Steven Maijoor, chairman of ESMA, told a conference in London on Wednesday that while many industry representatives had battled for an exemption from clearing obligations for FX derivatives – such as options and non-deliverable forwards – the potential for the US and Europe to treat the products differently was his greatest cause for concern. “The real issue on FX derivatives that only a few have spotted is not the clearing obligation but the bilateral collateralisation,” he said.
“The problem of international inconsistency and regulatory arbitrage is much more serious on margins for contracts that are not centrally cleared than on the clearing obligation.”
Maijoor said that, in the US, FX derivatives are fully exempted from the application of the Dodd-Frank Act. Therefore, the margin requirements for non-centrally cleared transactions would not apply. However, they will apply in the European Union, he said.

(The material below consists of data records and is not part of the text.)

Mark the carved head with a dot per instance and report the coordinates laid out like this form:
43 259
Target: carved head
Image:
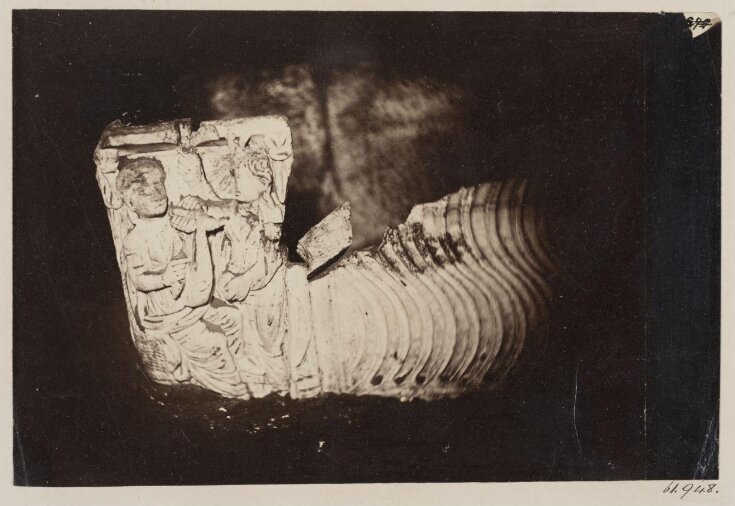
253 176
245 175
140 183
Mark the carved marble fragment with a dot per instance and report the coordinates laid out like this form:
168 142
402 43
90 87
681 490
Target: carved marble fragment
445 304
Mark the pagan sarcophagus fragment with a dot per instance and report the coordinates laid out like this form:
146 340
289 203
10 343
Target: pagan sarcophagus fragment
445 304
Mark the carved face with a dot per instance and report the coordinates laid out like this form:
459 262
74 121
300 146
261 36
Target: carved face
147 193
252 179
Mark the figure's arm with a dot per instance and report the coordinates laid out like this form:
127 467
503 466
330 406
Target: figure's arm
146 280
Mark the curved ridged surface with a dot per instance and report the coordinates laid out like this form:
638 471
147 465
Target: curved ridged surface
448 301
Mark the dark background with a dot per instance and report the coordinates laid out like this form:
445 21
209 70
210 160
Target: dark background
613 118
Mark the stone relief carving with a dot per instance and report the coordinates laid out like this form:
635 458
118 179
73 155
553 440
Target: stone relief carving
445 304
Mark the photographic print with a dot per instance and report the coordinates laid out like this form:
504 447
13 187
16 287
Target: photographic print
310 247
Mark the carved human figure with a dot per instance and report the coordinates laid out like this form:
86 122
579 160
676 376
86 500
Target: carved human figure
249 260
171 276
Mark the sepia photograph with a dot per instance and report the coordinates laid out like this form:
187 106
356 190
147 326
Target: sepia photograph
332 247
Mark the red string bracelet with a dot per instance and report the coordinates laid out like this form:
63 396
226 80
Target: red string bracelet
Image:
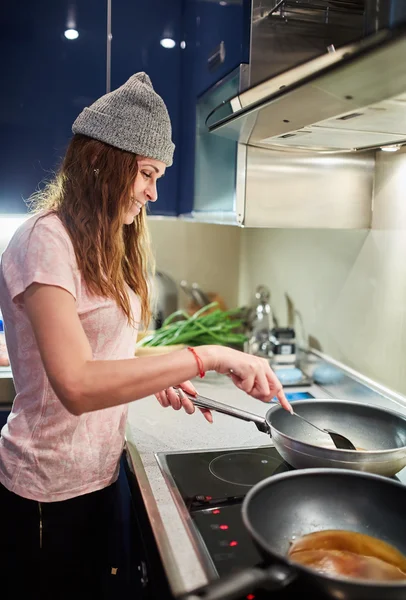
199 361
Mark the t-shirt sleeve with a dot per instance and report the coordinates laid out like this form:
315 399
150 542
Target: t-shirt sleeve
43 255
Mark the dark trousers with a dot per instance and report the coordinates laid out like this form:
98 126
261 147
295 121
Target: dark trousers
70 549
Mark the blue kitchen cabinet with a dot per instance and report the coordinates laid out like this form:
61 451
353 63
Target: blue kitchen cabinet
222 39
137 29
46 81
208 29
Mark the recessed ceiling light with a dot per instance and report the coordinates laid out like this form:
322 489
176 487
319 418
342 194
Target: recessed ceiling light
71 34
390 148
168 43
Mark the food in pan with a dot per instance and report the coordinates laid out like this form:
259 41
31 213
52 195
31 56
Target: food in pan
341 553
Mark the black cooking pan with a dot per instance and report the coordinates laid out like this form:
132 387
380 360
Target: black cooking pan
287 506
381 434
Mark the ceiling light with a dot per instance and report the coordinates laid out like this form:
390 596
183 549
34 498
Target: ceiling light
71 34
168 43
390 148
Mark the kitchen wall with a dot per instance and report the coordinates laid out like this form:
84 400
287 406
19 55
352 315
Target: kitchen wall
199 252
348 286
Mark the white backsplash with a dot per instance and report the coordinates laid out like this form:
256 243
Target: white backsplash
349 286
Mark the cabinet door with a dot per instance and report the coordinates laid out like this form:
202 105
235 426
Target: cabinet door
209 29
46 81
137 29
222 36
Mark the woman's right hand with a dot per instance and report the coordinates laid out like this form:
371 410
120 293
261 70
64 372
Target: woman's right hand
251 374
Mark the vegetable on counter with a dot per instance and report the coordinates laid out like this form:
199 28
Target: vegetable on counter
209 325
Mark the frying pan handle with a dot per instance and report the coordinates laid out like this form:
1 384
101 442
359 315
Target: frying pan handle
237 585
225 409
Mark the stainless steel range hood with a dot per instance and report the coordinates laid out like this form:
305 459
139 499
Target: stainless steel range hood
351 99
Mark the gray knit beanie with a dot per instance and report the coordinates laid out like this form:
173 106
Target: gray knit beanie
133 117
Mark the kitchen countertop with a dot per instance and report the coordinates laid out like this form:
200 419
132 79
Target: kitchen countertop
152 429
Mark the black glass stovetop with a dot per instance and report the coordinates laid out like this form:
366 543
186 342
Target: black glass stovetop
213 485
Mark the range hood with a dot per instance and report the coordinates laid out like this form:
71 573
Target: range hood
346 100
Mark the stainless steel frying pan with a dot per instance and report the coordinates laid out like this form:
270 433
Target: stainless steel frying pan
378 432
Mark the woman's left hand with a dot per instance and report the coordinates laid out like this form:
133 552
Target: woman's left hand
177 399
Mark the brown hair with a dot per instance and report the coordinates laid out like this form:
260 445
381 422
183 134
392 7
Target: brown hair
91 195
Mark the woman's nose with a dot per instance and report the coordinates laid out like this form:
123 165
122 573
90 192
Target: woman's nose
152 192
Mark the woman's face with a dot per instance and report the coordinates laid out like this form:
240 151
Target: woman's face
144 190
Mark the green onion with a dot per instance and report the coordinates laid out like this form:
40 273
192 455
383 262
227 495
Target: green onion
203 327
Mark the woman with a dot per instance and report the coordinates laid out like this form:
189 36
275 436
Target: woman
73 291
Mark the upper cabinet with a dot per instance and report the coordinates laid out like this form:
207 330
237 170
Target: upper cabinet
139 29
222 39
48 78
46 81
215 42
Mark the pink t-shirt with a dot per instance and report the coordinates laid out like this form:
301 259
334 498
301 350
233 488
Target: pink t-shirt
46 453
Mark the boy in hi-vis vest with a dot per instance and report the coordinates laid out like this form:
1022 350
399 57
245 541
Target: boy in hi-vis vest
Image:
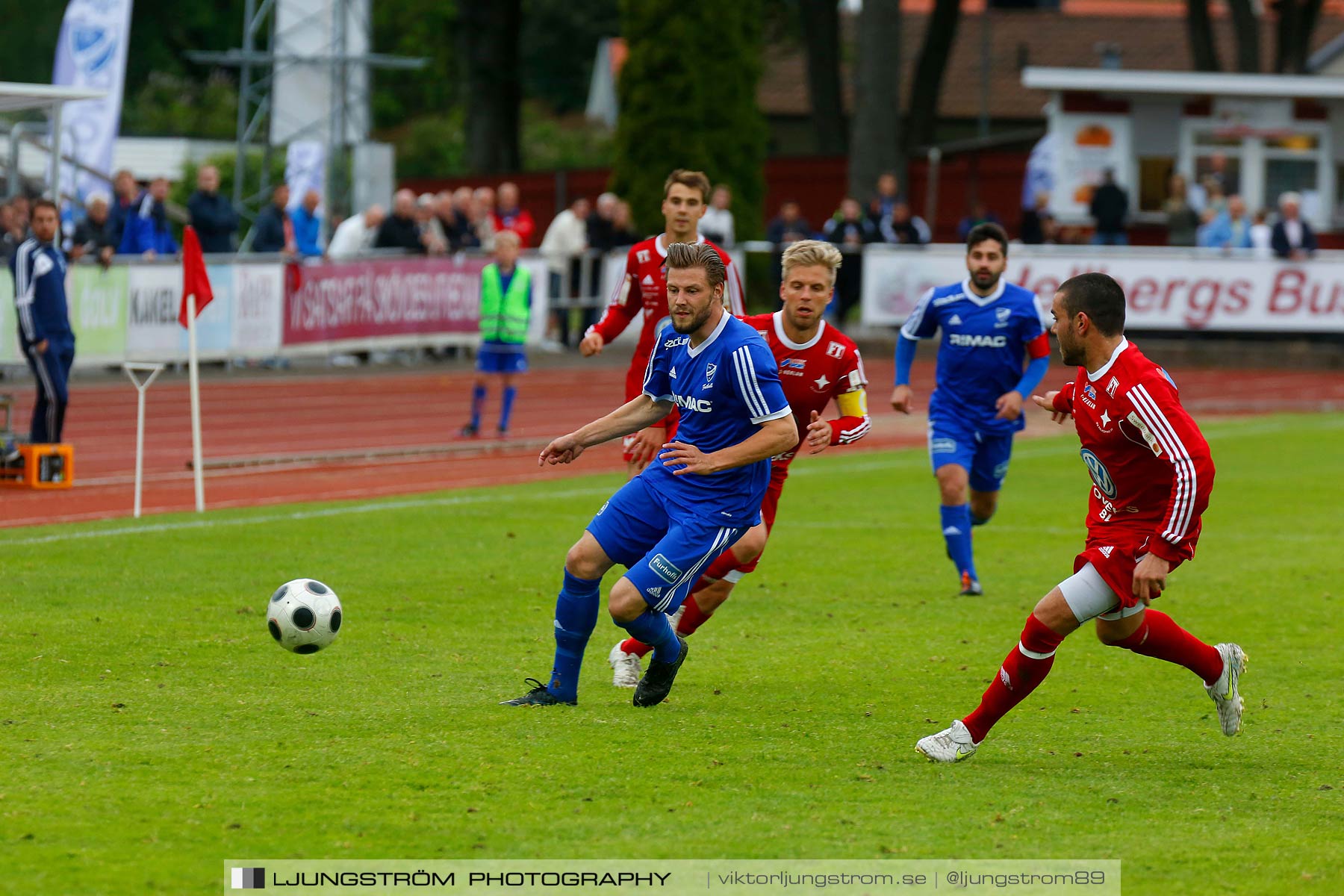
505 309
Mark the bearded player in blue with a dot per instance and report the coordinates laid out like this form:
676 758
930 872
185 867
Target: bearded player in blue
699 496
989 327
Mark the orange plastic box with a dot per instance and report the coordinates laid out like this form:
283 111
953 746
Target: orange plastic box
45 467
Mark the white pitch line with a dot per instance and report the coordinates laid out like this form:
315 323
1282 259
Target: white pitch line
300 514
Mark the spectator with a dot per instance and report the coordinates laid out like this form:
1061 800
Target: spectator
505 312
851 231
124 191
1219 173
22 214
147 228
1213 195
483 217
511 215
273 230
1182 218
1263 235
211 215
432 230
788 226
45 334
401 230
356 234
1292 237
564 245
93 234
1231 228
1034 220
463 234
623 226
905 228
886 199
717 223
980 214
308 226
1109 208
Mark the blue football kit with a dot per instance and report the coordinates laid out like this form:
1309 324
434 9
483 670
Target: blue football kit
981 356
665 528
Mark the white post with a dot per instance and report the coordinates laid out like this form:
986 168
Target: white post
131 370
195 402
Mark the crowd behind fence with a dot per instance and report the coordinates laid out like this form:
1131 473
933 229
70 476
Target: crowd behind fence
268 307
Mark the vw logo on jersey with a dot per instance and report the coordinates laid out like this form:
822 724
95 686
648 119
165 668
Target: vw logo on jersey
1098 472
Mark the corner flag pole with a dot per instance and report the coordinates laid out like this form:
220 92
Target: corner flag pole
195 296
195 402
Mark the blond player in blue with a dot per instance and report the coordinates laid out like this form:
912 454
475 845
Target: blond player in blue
992 355
695 500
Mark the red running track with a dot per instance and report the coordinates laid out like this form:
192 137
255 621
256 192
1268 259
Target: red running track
288 414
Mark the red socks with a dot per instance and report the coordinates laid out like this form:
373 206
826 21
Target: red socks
691 620
1162 638
1024 668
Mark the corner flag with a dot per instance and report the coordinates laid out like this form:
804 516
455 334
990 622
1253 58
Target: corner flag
194 280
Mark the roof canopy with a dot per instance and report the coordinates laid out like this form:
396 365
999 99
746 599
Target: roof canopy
1182 82
15 97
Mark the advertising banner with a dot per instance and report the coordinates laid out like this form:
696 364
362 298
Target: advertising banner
1169 292
383 297
152 305
99 312
258 302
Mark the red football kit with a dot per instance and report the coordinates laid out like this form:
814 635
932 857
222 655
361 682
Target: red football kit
812 374
1151 467
643 287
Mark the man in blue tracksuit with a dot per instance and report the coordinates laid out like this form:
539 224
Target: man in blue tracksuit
49 344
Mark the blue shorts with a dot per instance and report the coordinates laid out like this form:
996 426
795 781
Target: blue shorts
663 547
983 454
500 358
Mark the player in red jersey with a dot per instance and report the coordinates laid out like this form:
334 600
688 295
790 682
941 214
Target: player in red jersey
1152 476
818 363
643 289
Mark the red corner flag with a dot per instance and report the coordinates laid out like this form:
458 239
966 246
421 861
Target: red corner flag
194 280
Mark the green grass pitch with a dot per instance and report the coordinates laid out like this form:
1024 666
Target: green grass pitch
151 729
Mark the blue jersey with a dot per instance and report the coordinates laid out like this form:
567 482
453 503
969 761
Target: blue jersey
983 349
726 388
40 293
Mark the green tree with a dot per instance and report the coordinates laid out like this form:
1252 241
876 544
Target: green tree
687 97
559 42
420 28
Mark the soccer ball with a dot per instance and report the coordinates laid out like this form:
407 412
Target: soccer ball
304 615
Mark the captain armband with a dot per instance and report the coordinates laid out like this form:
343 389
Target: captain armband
853 403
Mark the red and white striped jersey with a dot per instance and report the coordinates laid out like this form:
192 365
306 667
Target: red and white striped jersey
644 289
1149 464
813 374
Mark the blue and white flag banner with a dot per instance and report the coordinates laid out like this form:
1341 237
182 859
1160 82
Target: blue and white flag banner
92 53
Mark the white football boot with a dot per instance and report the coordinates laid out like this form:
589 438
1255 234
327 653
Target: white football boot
949 744
1223 691
625 667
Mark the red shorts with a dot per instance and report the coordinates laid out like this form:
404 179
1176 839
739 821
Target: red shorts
633 388
1115 556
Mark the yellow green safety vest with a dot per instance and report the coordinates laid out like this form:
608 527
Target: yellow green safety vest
504 314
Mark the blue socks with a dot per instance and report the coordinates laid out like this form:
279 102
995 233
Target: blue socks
956 532
510 391
653 629
477 403
576 617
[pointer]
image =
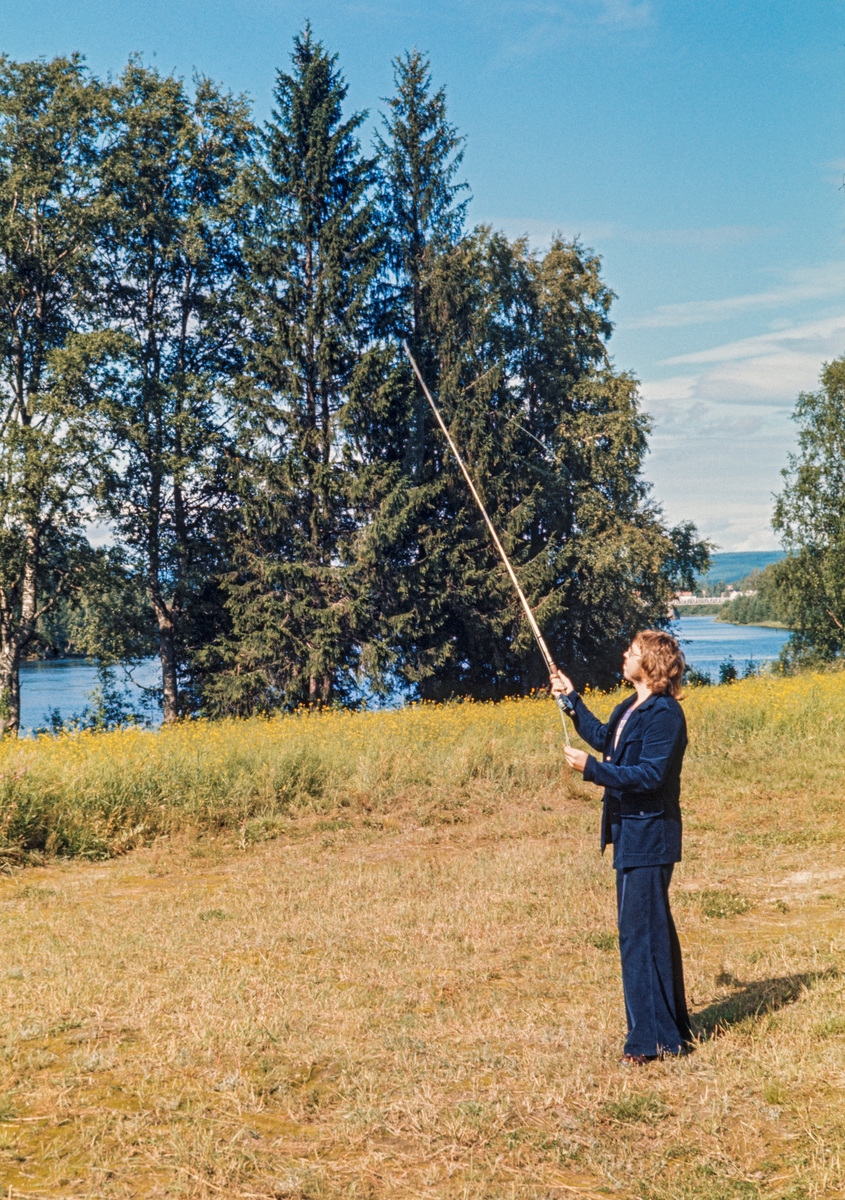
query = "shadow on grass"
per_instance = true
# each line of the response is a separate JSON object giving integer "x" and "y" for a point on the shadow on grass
{"x": 753, "y": 1000}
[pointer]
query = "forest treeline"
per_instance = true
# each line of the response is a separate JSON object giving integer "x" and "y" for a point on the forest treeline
{"x": 201, "y": 327}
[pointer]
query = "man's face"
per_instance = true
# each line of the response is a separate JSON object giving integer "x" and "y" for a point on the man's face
{"x": 630, "y": 664}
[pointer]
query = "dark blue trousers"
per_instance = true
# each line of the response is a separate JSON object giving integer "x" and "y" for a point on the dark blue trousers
{"x": 652, "y": 971}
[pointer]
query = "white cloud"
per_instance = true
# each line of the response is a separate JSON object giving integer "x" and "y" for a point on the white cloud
{"x": 809, "y": 283}
{"x": 721, "y": 435}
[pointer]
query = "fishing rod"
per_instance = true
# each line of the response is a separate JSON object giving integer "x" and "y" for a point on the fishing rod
{"x": 534, "y": 628}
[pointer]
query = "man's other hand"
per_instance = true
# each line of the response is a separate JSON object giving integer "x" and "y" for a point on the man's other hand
{"x": 562, "y": 685}
{"x": 576, "y": 759}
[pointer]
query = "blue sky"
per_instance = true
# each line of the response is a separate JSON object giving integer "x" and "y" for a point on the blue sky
{"x": 697, "y": 147}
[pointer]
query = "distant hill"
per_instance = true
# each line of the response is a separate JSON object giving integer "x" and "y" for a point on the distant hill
{"x": 730, "y": 567}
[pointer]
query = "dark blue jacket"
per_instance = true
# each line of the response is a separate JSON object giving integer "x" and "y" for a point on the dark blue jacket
{"x": 641, "y": 777}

“Let me be clear, I am not calling for a similar exemption,” he added. “The European approach is consistent because it looks at the overall risks of derivatives markets and at all the market players.
“However, it should be recalled that we have a common objective established by the G20 and the introduction of significant local exceptions risk compromising the global picture.”
Maijoor declined to discuss whether the clearing obligation should or should not apply to FX derivatives.
“Any conclusion on that is simply too premature considering the many aspects that ESMA needs to take into account before applying the clearing obligation to any class of derivatives,” he said.